Recommender Systems (RSs) help users in discovering interesting items over huge catalogs of products by providing them personalized recommendations that fit with their interests and preferences. RSs are known to perform well in different domains, such as e-commerce, music, video etc. The thesis focuses on a session-based recommender system in the music domain. Differently from traditional RSs that leverage the historical behaviour of the user, session-based recommender systems leverage information about the current user session to predict how it will continue. With respect to other domains, music RSs are characterized by a huge number of items (i.e. music tracks). Therefore, datasets are difficult to process, sparsity negatively affects quality of recommendations. Moreover, many tracks are different versions of the same songs. The problem we want to tackle is the identification and merging of these redundant items. We are going to both demonstrate that these items should not be recommended together and that collapsing them before training a model could enhance the performance. We adopted two different approaches to find these items: one we called content-based micro-clustering and the other we called collaborative micro-clustering. By implementing our techniques in a large scale music recommender system and by adopting a fair evaluation method, we show that merging items before training a model can boost performance and, moving forward, may also have important implications for diversity: by removing too-similar items, more slots open for other items.

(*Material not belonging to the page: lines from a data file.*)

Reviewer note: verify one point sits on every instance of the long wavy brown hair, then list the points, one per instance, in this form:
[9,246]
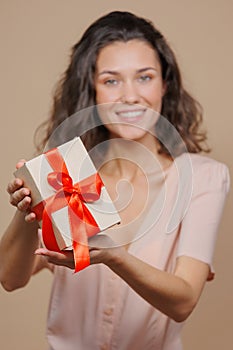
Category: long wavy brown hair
[76,91]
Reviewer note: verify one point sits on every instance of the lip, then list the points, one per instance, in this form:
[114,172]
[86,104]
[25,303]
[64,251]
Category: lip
[131,115]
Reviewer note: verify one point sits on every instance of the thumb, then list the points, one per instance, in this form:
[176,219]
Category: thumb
[20,163]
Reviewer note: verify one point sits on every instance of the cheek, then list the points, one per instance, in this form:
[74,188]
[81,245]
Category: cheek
[105,95]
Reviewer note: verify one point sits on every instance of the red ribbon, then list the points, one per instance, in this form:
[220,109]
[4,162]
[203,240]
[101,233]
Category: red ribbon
[74,196]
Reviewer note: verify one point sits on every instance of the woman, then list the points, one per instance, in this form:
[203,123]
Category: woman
[146,275]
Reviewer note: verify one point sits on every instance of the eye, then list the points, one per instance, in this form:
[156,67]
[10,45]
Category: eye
[111,82]
[144,78]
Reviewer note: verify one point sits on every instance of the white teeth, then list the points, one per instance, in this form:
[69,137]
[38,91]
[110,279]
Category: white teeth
[130,114]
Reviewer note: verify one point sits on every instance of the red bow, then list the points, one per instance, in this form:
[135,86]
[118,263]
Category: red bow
[73,196]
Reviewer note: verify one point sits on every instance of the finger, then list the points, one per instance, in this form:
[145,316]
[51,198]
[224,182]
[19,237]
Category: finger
[20,163]
[19,195]
[30,217]
[62,258]
[24,204]
[14,185]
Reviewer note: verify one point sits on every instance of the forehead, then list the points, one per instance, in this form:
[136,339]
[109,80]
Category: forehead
[129,53]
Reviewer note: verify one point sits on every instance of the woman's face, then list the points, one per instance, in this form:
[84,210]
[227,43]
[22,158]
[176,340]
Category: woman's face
[129,88]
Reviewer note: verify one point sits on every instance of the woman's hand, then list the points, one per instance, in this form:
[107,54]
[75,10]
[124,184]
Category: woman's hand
[101,247]
[63,258]
[20,196]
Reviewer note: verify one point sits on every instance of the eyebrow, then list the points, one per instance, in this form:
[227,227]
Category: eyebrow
[113,72]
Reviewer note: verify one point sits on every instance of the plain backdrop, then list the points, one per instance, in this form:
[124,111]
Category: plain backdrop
[35,39]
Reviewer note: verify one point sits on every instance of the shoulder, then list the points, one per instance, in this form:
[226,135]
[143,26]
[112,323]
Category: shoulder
[207,171]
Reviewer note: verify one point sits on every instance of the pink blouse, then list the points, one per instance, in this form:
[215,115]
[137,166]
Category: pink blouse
[96,310]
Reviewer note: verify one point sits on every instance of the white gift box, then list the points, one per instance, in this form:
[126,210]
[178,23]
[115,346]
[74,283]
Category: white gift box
[35,172]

I Sistemi di Raccomandazione aiutano gli utenti a scoprire oggetti interessanti all'interno di enormi cataloghi di prodotti offrendo raccomandazioni personalizzate ritagliate sui loro interessi e preferenze. I sistemi di raccomandazione sono conosciuti per le buone prestazioni in diversi domini, come e-commerce, musica, video etc. La tesi si concentra su un sistema di raccomandazione basato sulle sessioni nel dominio della musica. A differenza dei tradizionali sistemi di raccomandazione che si basano sul comportamento passato dell'utente, i sistemi di raccomandazione basati sulle sessioni sfruttano informazioni sulla sessione corrente per predire come questa proseguirà. Rispetto ad altri domini, i sistemi di raccomandazione musicali sono caratterizati da un numero enorme di elementi (canzoni). Quindi, i dati sono diffcili da processare e la sparsità influenza negativamente la qualità delle raccomandazioni. Inoltre, molte canzoni sono versioni diverse della stessa canzone. Il problema che vogliamo affrontare è l'identificazione e l'unione di questi oggetti ridondanti. Dimostreremo sia che questi oggetti non dovrebbero essere raccomandati insieme e che unirli prima di addestrare un modello può migliorarne le prestazioni. Abbiamo adottato due differenti approcci per identificare questi oggetti: il primo l'abbiamo chiamato content-based micro-clustering, il secondo collaborative micro- clustering. Implementando le nostre tecniche in un sistema di raccomandazione su larga scala e adottando un equo sistema di valutazione, mostriamo che unire gli oggetti prima di addestrare il modello può spingere le prestazioni e, guardando avanti, può anche avere importanti implicazioni per quanto riguarda la diversità delle raccomandazioni: rimuovendo oggetti troppo simili tra loro, si liberano degli slots per altri oggetti che possono essere raccomandati.